Sesudah pertemuan itu usai, beliau terus pergi dan keluarganya meninggalkan tempat itu, Rasa kesal nampak diwajahnya. Allah berfirman dengan tegas dan mencela sikap Nabi SAW seorang yang memiliki akhlak yang luhur. Firman-Nya, Dia (Muhammad) bermuka masam dan berpaling, karena telah datang seorang buta kepadanya. Tahukah kamu barangkali ia ingin membersihkan dirinya (dari dosa). atau dia (ingin) mendapatkan pengajaran lalu pengajaran itu memberi manfa'at kepadanya? Adapun orang yang merasa dirinya serba cukup, maka kamu melayaninya. (QS. 'Abasa: 1-6)
Sesudah ayat-ayat itu turun, Rasulullah SAW sangat menghormati Ibnu Ummi Maktum. Kalau ia datang, selalu ditanyakan," Apa keperluanmu..? Apa perlu bantuanku?" Kalau ia hendak pergi, selalulah ditanyakan," Apakah kau memerlukan sesuatu?" Sejak itulah, kata ats-Tsauri, kalau Rasulullah Shallallahu 'alaihi wasallam melihat Ibnu Ummi Maktum datang, beliau menggelar baju luarnya seraya bersabda, "Selamat datang sahabat, yang aku dicela Tuhanku karenannya! Apa kau memerlukan sesuatu?"
Ibnu Ummi Maktum ra seorang awam di kota Mekah, namanya pun diperselisihkan. Penduduk kota Madinah berpendapat namanya adalah Abdullah Ibnu Ummi Maktum, tetapi orang Iraq berpendapat namanya 'Amru bin Ummi Maktum. Walaupun demikian, mereka semua sepakat bahwa nama ibunya adalah Atikah binti Abdullah bin Ma'ish. Dia adalah putera dari bibi Khadijah binti Khuwalid. Matanya buta sejak kecil, penduduk kota Mekah mengenalnya sebagai seorang yang rajin mencari rezeki dan belajar ilmu pengetahuan. Meskipun ia seorang tunanetra, namun semangatnya bergelora untuk belajar dan mengetahui segala yang didengarnya. Ia menggunakan pendengarannya sebagai pengganti matanya, apa yang didengarnya tidak dilupakan lagi sehingga ia mampu mengutarakan kembali apa yang pernah didengarnya dengan baik sekali.
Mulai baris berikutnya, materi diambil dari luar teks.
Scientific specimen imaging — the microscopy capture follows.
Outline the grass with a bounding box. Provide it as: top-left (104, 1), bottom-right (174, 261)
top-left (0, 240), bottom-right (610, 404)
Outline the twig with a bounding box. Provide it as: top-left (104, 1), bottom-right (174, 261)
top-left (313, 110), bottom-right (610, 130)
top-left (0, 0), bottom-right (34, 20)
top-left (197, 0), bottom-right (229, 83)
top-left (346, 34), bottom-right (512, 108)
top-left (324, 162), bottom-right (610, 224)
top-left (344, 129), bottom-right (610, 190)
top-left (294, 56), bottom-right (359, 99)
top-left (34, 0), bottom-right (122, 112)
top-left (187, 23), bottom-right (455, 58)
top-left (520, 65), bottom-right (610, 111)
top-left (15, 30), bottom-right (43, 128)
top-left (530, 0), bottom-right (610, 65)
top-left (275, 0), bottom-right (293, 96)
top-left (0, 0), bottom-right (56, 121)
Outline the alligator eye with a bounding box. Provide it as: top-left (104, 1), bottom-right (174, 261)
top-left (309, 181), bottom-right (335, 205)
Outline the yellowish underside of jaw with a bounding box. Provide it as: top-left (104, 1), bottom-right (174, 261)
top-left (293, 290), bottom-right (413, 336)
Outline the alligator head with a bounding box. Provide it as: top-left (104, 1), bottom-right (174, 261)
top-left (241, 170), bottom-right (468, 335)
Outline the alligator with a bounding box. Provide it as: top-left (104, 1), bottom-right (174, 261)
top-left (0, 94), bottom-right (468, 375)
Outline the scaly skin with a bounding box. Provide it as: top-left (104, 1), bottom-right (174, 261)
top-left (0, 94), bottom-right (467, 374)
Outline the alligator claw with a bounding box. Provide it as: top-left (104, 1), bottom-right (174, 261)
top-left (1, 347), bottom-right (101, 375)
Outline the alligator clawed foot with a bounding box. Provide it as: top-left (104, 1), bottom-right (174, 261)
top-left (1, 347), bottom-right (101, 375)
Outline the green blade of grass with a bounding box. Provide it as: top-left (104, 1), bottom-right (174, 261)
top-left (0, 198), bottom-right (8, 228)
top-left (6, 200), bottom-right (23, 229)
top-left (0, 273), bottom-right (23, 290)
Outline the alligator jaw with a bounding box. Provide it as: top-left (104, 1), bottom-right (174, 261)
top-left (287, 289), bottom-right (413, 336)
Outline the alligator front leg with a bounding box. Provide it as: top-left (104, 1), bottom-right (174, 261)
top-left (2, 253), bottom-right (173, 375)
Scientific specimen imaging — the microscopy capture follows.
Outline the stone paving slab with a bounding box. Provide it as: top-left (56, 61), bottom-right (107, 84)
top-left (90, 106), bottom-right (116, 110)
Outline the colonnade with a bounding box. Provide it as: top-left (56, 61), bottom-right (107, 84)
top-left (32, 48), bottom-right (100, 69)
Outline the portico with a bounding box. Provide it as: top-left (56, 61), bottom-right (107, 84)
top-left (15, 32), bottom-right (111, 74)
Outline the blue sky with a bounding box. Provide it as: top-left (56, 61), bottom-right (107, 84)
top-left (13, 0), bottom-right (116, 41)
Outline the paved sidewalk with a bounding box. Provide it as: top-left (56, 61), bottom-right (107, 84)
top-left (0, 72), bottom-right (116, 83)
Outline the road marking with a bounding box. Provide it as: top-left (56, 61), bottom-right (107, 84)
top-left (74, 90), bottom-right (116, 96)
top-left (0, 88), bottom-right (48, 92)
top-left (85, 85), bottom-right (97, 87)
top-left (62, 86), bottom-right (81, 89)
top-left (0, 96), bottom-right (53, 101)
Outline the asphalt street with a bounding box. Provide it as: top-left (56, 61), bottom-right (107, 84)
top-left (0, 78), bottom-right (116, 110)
Dia mendengar mustadh'afin dan hamba sahaya di kota Mekah pergi ke Darul Arqam untuk mendengarkan berita dari langit yang dibawakan Muhammad al-Amin. Wahyu yang disampaikan kepada Muhammad al-Amin itu menganjurkan persamaan sesama umat manusia. Kaum Mustadh'afin dan para hamba sahaya tertarik seruan itu, sedangkan tokoh Quraisy berusaha keras mempertahankan kehidupan Jahiliah, Ibnu Ummi Maktum memutuskan pergi ke majelis Ibnul Arqam meyakinkan berita tersebut. Ia mengayunkan langkahnya menuju kesana. Ternyata apa yang didengarnya lebih hebat dari apa yang diberitakan orang. Suara yang didengarnya berhasil membuka pintu hatinya dan menimbulkan kedamaian.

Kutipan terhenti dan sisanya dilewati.